Sir Ian McKellan Blasts IOC as Russia's Anti-Gay Laws Set to Overshadow 2014 Olympics

The Olympics, traditionally lauded for their ability to inspire international competition and national pride, have turned towards a fight for human rights as the world prepares for the 2014 Sochi games. Rights activists have recently turned an eye towards Russia as the country's anti-gay laws have been enacted - and today's news that the International Olympic's Committee (IOC) has declared that the nation's laws do not interfere with the world games, has caused some to speak out, including Sir Ian McKellen.

In a post on his Facebook page, the famed stage and screen actor writes:

"As a gay participant in the opening ceremony of the London Paralympics in 2012, I am angered by the International Olympics Committee's announcement that harsh Russian anti-gay laws do not transgress its own Sixth Fundamental Principle of Olympism that "any form of discrimination is incompatible with belonging to the Olympic movement". In Russia, it is now effectively illegal to speak about homosexuality in public. That means that openly gay visitors to Russia, including Olympians, are only welcome if they bring their closets with them. I agree with the Human Rights Campaign that, "The IOC has completely neglected its responsibility to athletes, corporate sponsors, and fans."

The Sochi 2014 Winter Olympics kick off Feb. 7.

McKellen is the recipient of six Laurence Olivier Awards, a Tony Award, a Golden Globe Award, two Academy Award nominations, four BAFTA nominations and five Emmy Award nominations. His work spans genres ranging fromShakespearean and modern theatre to popular fantasy and science fiction. He will next appear on Broadway opposite Patrick Stewart in No Man's Land and Waiting for Godot in rep.
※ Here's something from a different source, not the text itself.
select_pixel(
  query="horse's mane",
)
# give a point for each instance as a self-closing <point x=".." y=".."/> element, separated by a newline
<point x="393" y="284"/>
Some of his most notable film roles include Gandalf in the The Lord of the Rings and The Hobbit trilogies, Magneto in the X-Men films, and Sir Leigh Teabing in The Da Vinci Code.

McKellen was appointed Commander of the Order of the British Empire in 1979, was knighted in 1991 for services to the performing arts, and was made a Companion of Honour for services to drama and to equality, in the 2008 New Year Honors.